- Theatrical release poster
- Directed by: J.C. Lee
- Screenplay by: J.C. Lee; Julius Onah;
- Based on: Bad Genius by Nattawut Poonpiriya
- Produced by: Erik Feig; Ashley Stern; Jessica Switch; Patrick Wachsberger;
- Starring: Benedict Wong; Callina Liang; Jabari Banks; Taylor Hickson; Sarah-Jane Redmond;
- Cinematography: Brett Jutkiewicz
- Edited by: Franklin Peterson
- Music by: Marius de Vries; Matt Robertson;
- Production companies: Little Ray Media; Picture Perfect Federation; Picturestart;
- Distributed by: Vertical
- Release date: October 11, 2024;
- Running time: 96 minutes
- Country: United States
- Language: English

= Bad Genius (2024 film) =

Bad Genius is a 2024 American heist thriller film directed by J.C. Lee and co-written by Julius Onah. It is an English-language remake of the 2017 Thai film of the same name. It stars Benedict Wong, Callina Liang in her film debut, Jabari Banks, Taylor Hickson, and Sarah-Jane Redmond.

==Cast==
- Benedict Wong as Meng, Lynn's father
- Callina Liang as Lynn, a genius girl and Meng's daughter
- Jabari Banks as Bank
- Taylor Hickson as Grace
- Sarah-Jane Redmond as Irene Walsh

==Plot Summary==
Lynn Kang is a gifted Thai American high school student who receives a scholarship to an elite private school. After helping her classmate Grace cheat on a test, Lynn is approached by other students who offer to pay her for answers. Using her knowledge of music and finger movements from piano training, Lynn creates a covert code to signal correct responses during exams.

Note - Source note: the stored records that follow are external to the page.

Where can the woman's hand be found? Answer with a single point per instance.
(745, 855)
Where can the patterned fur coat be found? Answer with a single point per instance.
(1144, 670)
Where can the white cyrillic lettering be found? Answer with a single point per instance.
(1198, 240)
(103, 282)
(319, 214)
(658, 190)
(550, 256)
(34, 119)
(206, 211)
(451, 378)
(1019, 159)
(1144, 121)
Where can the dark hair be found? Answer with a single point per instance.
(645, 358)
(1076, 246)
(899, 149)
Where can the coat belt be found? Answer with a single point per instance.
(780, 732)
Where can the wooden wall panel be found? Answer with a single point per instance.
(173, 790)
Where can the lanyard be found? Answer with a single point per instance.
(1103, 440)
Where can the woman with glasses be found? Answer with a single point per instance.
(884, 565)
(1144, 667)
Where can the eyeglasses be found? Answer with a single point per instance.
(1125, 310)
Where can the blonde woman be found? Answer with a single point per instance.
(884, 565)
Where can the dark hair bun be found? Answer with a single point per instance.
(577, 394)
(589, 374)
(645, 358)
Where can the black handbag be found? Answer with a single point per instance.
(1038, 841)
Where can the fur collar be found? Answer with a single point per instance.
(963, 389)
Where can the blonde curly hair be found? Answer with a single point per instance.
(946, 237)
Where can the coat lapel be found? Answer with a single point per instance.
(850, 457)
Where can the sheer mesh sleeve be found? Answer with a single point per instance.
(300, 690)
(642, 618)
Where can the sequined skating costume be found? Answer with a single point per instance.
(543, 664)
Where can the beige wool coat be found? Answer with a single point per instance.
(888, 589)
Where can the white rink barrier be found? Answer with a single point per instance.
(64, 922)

Demand increases, and Lynn expands the scheme with the help of another top student, Bank. Their cheating operation spreads across multiple classes and major standardized tests. As the stakes grow, tension develops between Lynn and Bank over money, ethics, and the consequences of being caught.

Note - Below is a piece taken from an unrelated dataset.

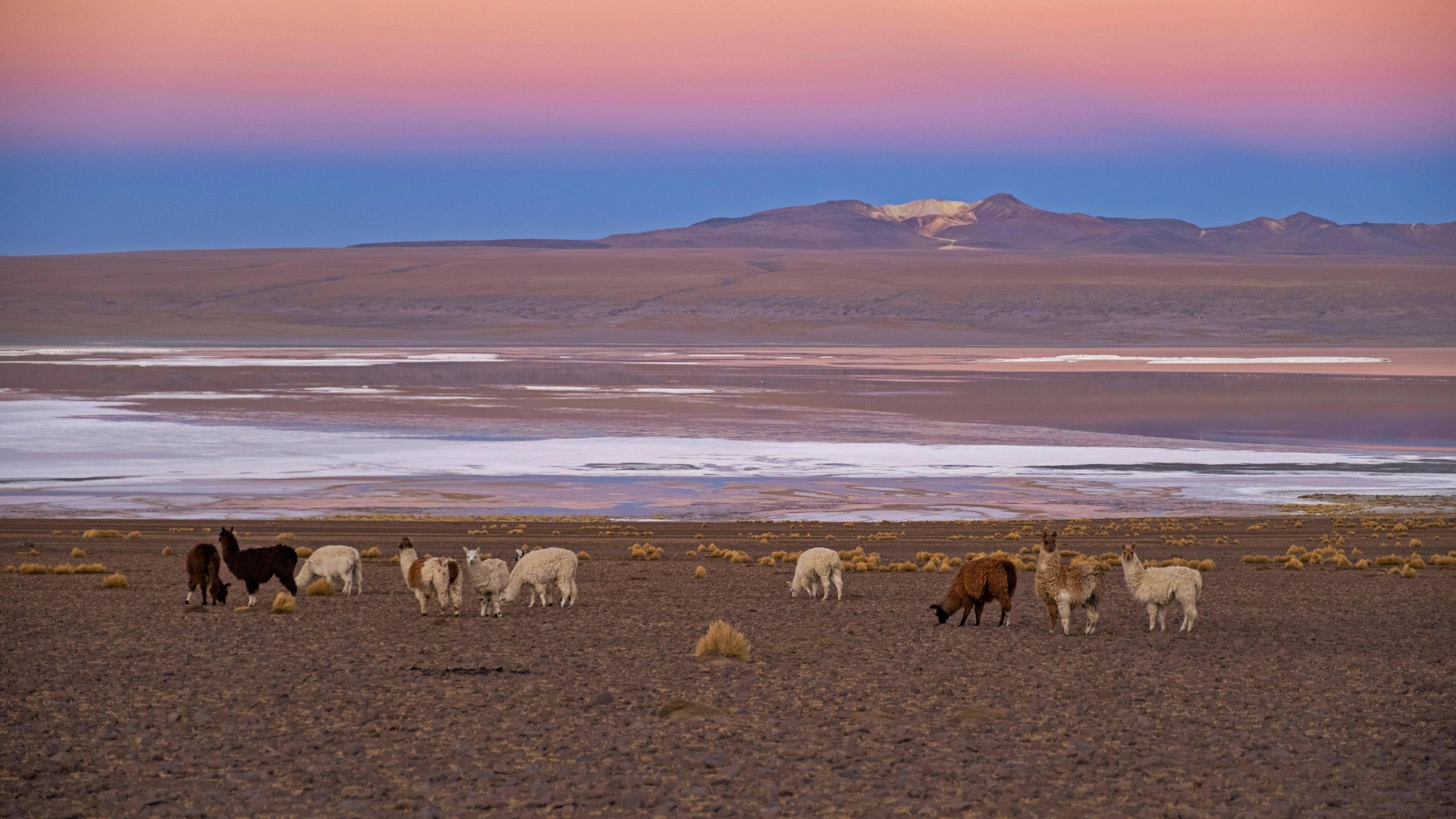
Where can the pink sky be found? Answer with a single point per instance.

Suspicion from faculty and inconsistencies in exams lead to an investigation. The cheating network eventually collapses. Lynn’s scholarship is revoked, and her academic future becomes uncertain. The aftermath forces Lynn and Bank to confront the impact of their actions and the pressures that led them to cheat.

==Production==
In May 2019, Erik Feig and Patrick Wachsberger announced that they were producing an English-language remake of the 2017 Thai film Bad Genius. It was originally to be written by Eva Anderson. In March 2023, they announced that J.C. Lee would be directing and co-writing the screenplay with Julius Onah. Benedict Wong, Callina Liang, Jabari Banks, Taylor Hickson, and Sarah-Jane Redmond rounded out the main cast. Principal photography began in May 2023.

==Release==
Bad Genius was released in the United States by Vertical on October 11, 2024.